Where does God draw the line on obedience? Saul wiped out the Amalekites like God had told him to. But he took King Agag alive, and brought the best livestock back to Israel as plunder, both of which were acts of disobedience. Later, he would tell Samuel he only did that so they’d have animals to sacrifice to God. (sounds spiritual). But if you read these chapters today you’ll see God was not having it. He had drawn the line on obedience, and Saul ignored it.
Where does God draw the line on our obedience? I was with some Christian women the other day when joking came very nearly blasphemy. The use of Jesus’ name was thrown around, kind of on the order of “Jesus take the wheel” when I’m doing something I shouldn’t be doing. Where does God draw the line around, “Do not take the name of the Lord your God in vain?” (Exodus 20:7) Do Christians who say, “Oh my God,” when surprised, or “Lordy, Lordy,” in conversation, cross the line God has drawn around obedience?
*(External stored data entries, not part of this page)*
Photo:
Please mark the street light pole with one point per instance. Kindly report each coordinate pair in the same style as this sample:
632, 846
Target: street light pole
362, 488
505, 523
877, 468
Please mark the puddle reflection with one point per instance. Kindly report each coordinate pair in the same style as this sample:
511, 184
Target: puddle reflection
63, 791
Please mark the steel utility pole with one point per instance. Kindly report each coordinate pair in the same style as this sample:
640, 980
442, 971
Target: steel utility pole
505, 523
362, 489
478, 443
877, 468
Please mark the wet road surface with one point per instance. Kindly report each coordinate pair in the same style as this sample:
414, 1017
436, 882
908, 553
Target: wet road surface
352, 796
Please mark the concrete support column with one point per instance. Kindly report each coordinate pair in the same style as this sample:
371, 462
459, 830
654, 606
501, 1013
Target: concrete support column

I recently heard someone say, “I’m a Christian, but I cuss.” Where is the line around, “let no unwholesome talk come out of your mouth” (Exodus 4:29), and “out of the heart the mouth speaks” (Matthew 12:34)?
What about the Christian who says, “I might think bad thoughts, but I’d never act on them?” Didn’t Jesus make it clear that sin isn’t just something you do, but those thoughts are sin, too? (Matthew 5:27-28).
And where does God draw the line around, “the wages of sin is death,” (Romans 6:23)? Can people who live with unrepented sin call themselves Christians? (1 John 1:10, James 2:18)
I’m just thinking out loud here. But shouldn’t someone who loves Jesus be grieved by sin, and turn from it immediately instead of growing comfortable in it? If God draws the line around obedience – around holiness – shouldn’t that be the line we draw, too?